Wanstead Flats – one of the many public spaces to be transformed into concrete structures as part of the Olympics

There have been several reports and accounts of activities on behalf of the Olympic construction that have amounted to a very damning assessment of the Olympics’ green credentials. The biggest contradiction of the promised green legacy, is the slow disappearance of green public space in favour of concrete construction. Wanstead Flats, a vast open grassland in Epping Forest, will be an operational centre for the Metropolitan Police (you can see a short film of the Wanstead Flats protest here), Arena Fields and the East Marsh, a third of Hackney Marshes – which up until the Games was the largest amateur playing fields in Europe – will become a car park, Manor Gardens Allotments has also disappeared (you can also see footage and interviews of the Gardens before they were demolished here), Clays Lane – a self-sufficient green community – have been built over and their residents evicted, and a substantial amount of Greenwich Park will become an equestrian centre. This achieves the exact opposite of each of the activities listed above, as well as negative impacts on additional targets of sports participation, ecological biodiversity and opportunities for local residents. There is also a general fear that the facilities that the Olympics have promised to develop to replace the space lost will be inaccessible to many people due to private owners charging for use.

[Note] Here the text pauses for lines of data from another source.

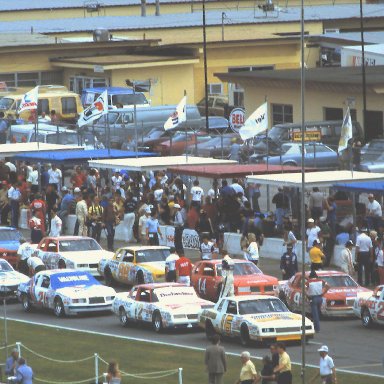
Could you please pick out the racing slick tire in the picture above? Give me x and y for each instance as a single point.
(366, 318)
(244, 335)
(209, 330)
(124, 321)
(157, 322)
(26, 304)
(58, 307)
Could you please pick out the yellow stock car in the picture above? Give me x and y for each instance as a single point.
(135, 265)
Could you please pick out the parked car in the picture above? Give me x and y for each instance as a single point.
(9, 244)
(207, 279)
(10, 280)
(337, 302)
(163, 305)
(370, 309)
(77, 252)
(317, 155)
(66, 292)
(254, 318)
(135, 265)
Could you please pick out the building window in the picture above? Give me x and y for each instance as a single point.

The Green Party have released a very critical report on the environmental impact of the Olympic Games, named Hurdles to Jump, which accuses the organisations behind the Olympics of setting very low environmental standards to begin with. Adam White, a spokesman for the Green Party, said that, “in many areas their future plans don’t go far enough.” Among the standards questioned by the publication include the slightly anaemic declaration that 3% of energy will come from solar and wind-turbine sources, and only 20% of the energy for the Olympic Village will come from renewable sources. To make a comparison with previous Olympic Games, every home in the Olympic Village in Sydney had a solar panel. The Greens also noted that the targets would not reach the more general environmental regulations that will be in place by 2012, as well as commenting on the allowances for car travel, “…the amount of car parking provided is too high for the goal of a 100% public transport, walking and cycling for spectators”. Traffic is forecasted to increase threefold in the aftermath of the games. Which if you’d promised less cars and not more cars could technically be spun as a surprise. Car parks have also, historically, proved to be a thorn in the side of environmentalism.

Olympics development on Hackney Marshes

One of the more high profile incidents has been the toxic waste cleanup operation which may well cost the taxpayer £12.7m, reported by the Guardian in November. Amongst other colourful chemicals released was vinyl chloride, which can produce microbes from solvents and remain in groundwater for decades. While this is a small drop in the ocean in comparison to the drastic overspend of the Olympic grand total, it is nevertheless money that could have been spent better elsewhere. Certainly better than a twirling steel tower. The discrepancies are stacking up, particularly with the revelations that the Olympics’ green targets aren’t particularly ambitious, and the premise of a green Olympics, a platform upon which the bidding committee stood proudly at the time of the announcement of London’s winning bid, looks to be slipping away.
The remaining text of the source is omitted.